The descriptions given above can be formalized in
(1) First Order Logic (2) Monadic Second Order Logic (3)
Second Order Logic. The B\"uchi-Trakhtenbrot theorem now states that
a language (set of strings) is regular iff it can be described by a sentence
of Monadic Second Order Logic.
Chapter 5 of the book [EF] gives a thorough discussion of the
the B\"uchi-Trakhtenbrot theorem. We shall prove this theorem in our course.
But first we have to learn about Second Order Logic.
Second Order Logic
First Order Logic (FOL) allows us to speak about elements of
a structure.
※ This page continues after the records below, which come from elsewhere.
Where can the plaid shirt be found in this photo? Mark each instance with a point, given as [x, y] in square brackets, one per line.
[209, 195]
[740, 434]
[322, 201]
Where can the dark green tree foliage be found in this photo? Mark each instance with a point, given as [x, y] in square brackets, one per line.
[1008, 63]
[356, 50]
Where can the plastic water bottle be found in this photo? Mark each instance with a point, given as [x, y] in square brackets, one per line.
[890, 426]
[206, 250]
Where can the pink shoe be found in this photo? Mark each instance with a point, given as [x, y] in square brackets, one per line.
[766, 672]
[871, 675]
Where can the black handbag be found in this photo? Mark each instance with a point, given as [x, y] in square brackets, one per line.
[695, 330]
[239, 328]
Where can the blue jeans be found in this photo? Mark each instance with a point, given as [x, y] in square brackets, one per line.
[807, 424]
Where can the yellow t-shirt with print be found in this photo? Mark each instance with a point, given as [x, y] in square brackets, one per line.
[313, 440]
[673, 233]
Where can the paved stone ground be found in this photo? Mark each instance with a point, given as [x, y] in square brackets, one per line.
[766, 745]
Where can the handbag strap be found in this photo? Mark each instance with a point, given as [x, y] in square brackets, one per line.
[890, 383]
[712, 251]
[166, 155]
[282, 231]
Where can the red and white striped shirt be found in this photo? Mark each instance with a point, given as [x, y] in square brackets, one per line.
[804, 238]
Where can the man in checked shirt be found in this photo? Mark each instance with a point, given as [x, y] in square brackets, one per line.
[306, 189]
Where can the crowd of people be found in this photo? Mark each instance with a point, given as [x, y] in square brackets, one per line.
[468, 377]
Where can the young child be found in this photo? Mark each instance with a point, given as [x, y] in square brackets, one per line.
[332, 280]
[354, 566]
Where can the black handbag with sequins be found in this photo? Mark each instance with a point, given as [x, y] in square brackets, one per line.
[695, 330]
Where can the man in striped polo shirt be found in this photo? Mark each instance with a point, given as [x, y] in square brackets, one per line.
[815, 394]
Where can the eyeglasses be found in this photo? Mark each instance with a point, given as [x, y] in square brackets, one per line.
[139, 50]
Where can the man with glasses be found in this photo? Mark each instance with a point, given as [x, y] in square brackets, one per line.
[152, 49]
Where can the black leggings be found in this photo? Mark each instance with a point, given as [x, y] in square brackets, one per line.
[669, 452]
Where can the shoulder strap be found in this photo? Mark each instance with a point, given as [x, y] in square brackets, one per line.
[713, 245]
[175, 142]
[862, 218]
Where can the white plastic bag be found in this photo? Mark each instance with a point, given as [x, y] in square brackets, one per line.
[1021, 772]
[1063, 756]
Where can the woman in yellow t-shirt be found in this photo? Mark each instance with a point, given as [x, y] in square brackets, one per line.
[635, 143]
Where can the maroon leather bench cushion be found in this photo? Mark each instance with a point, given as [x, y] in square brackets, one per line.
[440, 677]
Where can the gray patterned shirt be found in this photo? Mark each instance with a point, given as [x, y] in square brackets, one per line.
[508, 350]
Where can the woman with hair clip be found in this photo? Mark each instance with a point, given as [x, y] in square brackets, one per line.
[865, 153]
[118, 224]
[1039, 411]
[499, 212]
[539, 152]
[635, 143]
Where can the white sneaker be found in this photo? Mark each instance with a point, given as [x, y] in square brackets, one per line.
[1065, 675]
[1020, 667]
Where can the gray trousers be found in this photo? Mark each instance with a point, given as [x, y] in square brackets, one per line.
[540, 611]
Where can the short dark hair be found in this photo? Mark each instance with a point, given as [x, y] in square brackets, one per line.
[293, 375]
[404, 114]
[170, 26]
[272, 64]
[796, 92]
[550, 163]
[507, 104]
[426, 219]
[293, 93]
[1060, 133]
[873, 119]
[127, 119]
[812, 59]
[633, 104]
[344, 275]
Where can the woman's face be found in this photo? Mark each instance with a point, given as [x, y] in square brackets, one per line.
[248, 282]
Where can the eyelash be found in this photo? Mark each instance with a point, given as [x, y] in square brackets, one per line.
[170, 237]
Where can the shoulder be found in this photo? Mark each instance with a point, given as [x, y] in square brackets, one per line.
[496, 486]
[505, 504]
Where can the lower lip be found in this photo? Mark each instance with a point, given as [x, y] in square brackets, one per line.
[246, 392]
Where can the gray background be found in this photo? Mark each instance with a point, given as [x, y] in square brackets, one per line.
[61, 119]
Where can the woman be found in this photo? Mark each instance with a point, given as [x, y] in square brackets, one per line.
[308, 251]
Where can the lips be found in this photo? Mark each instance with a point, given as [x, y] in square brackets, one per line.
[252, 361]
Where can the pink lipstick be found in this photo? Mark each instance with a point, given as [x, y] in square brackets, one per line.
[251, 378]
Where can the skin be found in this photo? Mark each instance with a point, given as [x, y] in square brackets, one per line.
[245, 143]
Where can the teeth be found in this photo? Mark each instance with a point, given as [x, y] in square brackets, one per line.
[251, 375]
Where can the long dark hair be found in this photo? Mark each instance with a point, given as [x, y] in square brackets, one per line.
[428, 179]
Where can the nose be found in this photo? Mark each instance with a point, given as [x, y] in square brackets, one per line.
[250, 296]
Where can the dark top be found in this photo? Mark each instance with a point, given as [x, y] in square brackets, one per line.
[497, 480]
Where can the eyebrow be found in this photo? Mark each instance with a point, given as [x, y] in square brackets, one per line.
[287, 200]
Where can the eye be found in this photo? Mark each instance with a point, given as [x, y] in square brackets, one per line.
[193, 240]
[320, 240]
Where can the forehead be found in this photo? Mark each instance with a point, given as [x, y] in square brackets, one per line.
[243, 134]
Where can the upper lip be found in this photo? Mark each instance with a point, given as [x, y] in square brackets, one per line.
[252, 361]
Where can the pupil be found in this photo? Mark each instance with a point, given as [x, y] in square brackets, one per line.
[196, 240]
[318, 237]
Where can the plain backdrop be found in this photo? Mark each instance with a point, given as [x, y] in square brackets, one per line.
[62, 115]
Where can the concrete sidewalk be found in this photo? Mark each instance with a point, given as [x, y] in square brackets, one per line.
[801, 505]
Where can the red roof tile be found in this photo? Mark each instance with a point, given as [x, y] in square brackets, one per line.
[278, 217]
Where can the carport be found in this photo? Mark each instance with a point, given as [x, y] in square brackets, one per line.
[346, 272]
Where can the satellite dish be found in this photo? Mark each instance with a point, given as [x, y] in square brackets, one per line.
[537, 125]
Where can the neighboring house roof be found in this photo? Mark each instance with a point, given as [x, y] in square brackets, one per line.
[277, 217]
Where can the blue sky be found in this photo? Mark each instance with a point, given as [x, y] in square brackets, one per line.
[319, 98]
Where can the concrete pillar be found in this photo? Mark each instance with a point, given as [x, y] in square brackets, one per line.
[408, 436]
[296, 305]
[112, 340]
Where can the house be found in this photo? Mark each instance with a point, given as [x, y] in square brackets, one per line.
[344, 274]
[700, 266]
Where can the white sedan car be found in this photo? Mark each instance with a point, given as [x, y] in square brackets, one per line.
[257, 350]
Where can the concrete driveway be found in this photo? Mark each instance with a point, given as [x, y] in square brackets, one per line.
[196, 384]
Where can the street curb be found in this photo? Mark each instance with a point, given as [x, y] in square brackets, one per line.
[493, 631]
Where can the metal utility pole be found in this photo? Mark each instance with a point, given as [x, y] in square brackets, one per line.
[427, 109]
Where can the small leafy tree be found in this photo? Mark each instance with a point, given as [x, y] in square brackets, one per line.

We can say that elements are represented as terms.
We can say that they are in certain relations (atomic formulas).
We can form boolean connections of formulas and we can quantify
individual variables (there exists, for all).
FOL is described in my course not of the course
Logic for Computer Science 1 (xxxx) and in chapter 0 of [EF].
In Second Order Logic (SOL) we have, additionally,
variables for sets of elements and variables for sets
of tuples of elements (relation variables). This gives us new atomic formulas
$X_{n,\alpha}(t_1, \ldots, t_n)$ where $t_1, \ldots, t_n$ are
terms as in FOL. Again we allow boolean connections and quantification,
but now not only for individual variables but also for
relation variables. SOL is fully defined in chapter 2.1 of [EF].
A full definition of the syntax and semantics of SOL was
given in this first lecture.
We shall explore the expressive power of SOL in the second lecture.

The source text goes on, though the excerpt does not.